Before I could rap on the door it sprang open. Santos had been eavesdropping at the porthole. He kept a distance of twelve feet between us as I entered; his eyes never left me when he slammed the door, turned the key in its latch, and retired to a corner opposite Papa, who was seated at a table with carved cabriole legs bolted to the floor. It came as no surprise that these accommodations contained all the comforts Papa enjoyed on shore. He did not travel without enough packages—dozens of shoes, two changes of clothing a day—to fill the hold of a merchantman, and these were cast about on ornate furniture, thrown over tripod tables, across a heavily cushioned sofa, and on his heavily draped bed, heaped into piles awaiting Santos, who would wash, press, and sort them the way my brother had served Reverend Chandler. Surprisingly, Papa apologized for this disorder, and then he took a cigar from a tortoise-shell box on the table and offered me one.

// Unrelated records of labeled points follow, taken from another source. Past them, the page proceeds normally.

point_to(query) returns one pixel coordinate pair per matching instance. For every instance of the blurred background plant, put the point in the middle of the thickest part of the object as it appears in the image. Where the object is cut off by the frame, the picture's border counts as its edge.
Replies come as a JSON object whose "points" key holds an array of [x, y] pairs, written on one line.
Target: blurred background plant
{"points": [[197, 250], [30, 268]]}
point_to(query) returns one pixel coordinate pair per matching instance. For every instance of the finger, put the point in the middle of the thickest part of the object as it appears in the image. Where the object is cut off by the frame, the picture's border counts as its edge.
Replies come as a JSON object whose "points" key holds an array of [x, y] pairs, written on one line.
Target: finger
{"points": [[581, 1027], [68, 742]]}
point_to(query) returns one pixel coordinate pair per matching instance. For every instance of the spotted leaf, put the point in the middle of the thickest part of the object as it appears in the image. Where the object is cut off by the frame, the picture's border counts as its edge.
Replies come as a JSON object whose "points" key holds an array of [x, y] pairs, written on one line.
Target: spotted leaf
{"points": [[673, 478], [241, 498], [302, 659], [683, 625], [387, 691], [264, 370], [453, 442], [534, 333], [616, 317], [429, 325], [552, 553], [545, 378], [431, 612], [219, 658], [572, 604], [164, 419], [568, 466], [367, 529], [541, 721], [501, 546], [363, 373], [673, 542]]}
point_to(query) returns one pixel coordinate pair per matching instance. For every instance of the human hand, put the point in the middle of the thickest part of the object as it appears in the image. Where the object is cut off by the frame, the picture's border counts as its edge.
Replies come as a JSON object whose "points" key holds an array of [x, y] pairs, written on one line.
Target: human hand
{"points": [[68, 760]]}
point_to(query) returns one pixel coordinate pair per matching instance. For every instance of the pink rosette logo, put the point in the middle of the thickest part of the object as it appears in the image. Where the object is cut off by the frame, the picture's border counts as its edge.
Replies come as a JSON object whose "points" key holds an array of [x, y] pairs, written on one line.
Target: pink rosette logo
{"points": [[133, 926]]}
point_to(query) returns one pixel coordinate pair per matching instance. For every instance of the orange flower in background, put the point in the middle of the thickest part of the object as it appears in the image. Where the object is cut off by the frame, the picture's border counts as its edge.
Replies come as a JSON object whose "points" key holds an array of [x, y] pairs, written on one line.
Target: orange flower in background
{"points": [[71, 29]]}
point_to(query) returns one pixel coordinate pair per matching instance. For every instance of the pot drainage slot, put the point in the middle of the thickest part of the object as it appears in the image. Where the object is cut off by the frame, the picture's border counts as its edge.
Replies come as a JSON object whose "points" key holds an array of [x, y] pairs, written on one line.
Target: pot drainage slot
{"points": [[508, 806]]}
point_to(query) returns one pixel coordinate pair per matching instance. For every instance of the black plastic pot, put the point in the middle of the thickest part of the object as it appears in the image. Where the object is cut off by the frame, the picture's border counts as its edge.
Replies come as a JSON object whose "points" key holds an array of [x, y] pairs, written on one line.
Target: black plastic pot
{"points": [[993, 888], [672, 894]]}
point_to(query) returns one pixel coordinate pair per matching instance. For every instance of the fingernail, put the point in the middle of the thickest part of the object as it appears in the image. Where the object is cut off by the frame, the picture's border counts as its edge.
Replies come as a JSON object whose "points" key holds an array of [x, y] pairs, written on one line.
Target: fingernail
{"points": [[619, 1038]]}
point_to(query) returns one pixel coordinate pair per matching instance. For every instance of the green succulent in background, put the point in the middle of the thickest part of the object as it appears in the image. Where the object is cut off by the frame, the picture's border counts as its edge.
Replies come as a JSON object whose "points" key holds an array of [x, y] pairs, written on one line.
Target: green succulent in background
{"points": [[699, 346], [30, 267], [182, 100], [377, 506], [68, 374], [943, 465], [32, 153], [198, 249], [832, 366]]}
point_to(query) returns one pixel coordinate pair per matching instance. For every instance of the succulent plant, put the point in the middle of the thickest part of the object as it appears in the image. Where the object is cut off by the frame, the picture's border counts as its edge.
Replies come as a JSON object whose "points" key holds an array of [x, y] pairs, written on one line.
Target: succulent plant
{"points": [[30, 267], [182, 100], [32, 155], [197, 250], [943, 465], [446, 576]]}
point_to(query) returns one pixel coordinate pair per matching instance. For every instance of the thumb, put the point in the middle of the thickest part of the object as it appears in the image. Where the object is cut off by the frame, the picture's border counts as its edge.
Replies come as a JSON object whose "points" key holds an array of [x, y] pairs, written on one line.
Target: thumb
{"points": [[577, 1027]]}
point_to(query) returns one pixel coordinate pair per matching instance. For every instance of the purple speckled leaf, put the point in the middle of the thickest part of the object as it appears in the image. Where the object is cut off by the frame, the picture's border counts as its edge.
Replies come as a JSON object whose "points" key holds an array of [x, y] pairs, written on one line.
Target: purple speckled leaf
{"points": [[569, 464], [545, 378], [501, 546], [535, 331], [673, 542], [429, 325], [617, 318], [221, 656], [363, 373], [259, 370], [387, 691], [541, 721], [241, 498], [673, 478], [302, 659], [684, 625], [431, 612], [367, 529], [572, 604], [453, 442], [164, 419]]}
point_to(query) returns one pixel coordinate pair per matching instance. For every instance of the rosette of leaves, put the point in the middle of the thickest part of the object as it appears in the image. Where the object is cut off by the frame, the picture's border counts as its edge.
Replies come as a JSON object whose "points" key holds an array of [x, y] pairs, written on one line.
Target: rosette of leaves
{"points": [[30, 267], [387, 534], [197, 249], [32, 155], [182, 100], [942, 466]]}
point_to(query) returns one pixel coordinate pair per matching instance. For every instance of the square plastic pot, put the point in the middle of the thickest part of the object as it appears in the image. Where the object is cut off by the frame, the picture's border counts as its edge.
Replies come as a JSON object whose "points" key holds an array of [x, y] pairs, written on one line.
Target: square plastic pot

“Calhoun”—he leaned forward in his fruitwood chair to give me a light—“I won't ask how you got on that ship if you don't ask why I'm interested in its cargo.”

“The slaves, you mean?”

He straightened, as if I'd poked his spine. “It was a slaver?
They're illegal, aren't they?” He pondered this, thumbing one of the straps to his suspenders. “How many slaves would you say it was carryin' before that storm off the coast of Guadeloupe?”

“Fifteen,” I said. “Before the storm and after the mutiny.”

“Mutiny? By who—sailors or slaves?”

“Both, or I should say the ship's crew was planning to set their captain adrift before the slaves broke free.”

“I see.” Papa ritched back in his chair, his mind racing ahead of me, judging by the evidence in his eyes, as chess masters leap two moves ahead of your own. “Then it was
his
fault, wasn't it? Your captain? If there was—uh, an inquiry into all this, if Mr. Quackenbush was to file a report on the shipwreck from which you was saved, thank heaven, would you be prepared to, uh, testify before a maritime court that your captain, being mad, lost control of his vessel, and was maybe even unfit before the voyage began, that he, a barrator, added African slaves to a simple expedition intended only for the transport of butter, bullocks, and rice? Could you say that, Calhoun, if someone—a nameless benefactor, say—was to come up with the currency to reward you for such a tirin' public speech?” While he talked I opened the logbook you presently hold in your hands. The smell of the sea came off these pages so strongly I had to blink away images of the ship's sails and mainmast. Papa's fingertips nervously drummed the edge of his table. “What're you playin' with there, boy?”